For some reason, the green badge pinned to the collar of the cashier woman caught my eye. It identified her as ‘Chodn’.
She was in her mid-50s and wore a relentlessly chirpy smile for that time of the day.
I asked her how to pronounce her name, to which she looked down at her badge and tapped it disapprovingly. She explained to me that her name was in fact, ‘Choden’ - the Tibetan word for “devotee” - but management had forgotten the ‘e’ when the badge went to print.
She didn’t mind though.
Having fled Tibet, she felt lucky to have escaped when she did, even if it meant settling in a country that couldn’t pronounce her name.
As a young 23-year-old refugee, she worked her way through northern India, the Philippines, and Fiji - eventually getting an immigrant visa into Australia just over 30 years ago.
I asked her the same question I always ask fellow threshold dwellers, which was whether she missed home. She replied with the words; “Every day.” Her parents, aunties, uncles, cousins, brothers, and sisters were all still there, and it was impossible to keep in touch with them because of the communist-enforced media blackout.
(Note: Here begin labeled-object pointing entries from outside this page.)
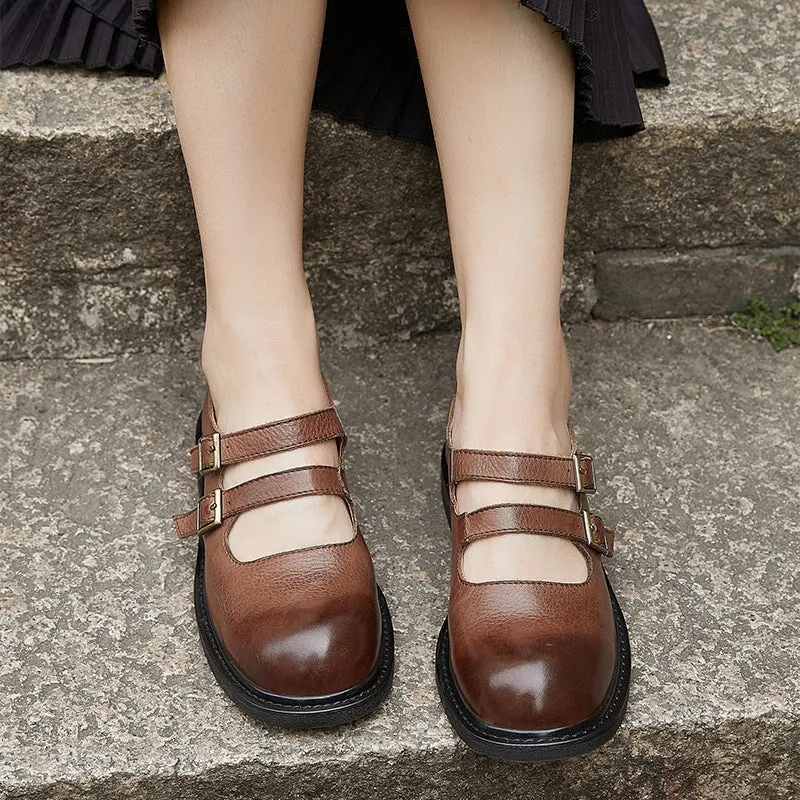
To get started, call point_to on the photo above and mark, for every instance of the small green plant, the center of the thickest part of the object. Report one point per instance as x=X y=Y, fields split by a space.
x=779 y=326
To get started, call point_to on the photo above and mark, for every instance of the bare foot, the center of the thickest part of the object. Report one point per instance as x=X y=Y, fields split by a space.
x=250 y=385
x=517 y=405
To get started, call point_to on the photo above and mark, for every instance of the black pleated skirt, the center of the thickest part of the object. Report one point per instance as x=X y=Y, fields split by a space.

Her eye caught the big supermarket clock above me as we were chatting and she suddenly placed the ‘closed’ sign at the end of the belt and locked the till in a hurry. I thanked her for her story and grabbed my bags.
On the way out, she ran passed me and called out to one of her colleagues. She explained to her co-worker that she was late and would not have time for tea tonight - that she would be staying longer at her community center art class.
Her rush wasn’t so much about her lateness but more about her excitement. Because tonight they were drawing a live, nude, male model, and she was very eager to get a good spot.
…
We all feel like we’re missing something.
Sometimes it’s the ‘e’ in our name that someone else forgot - and we just have to live with it.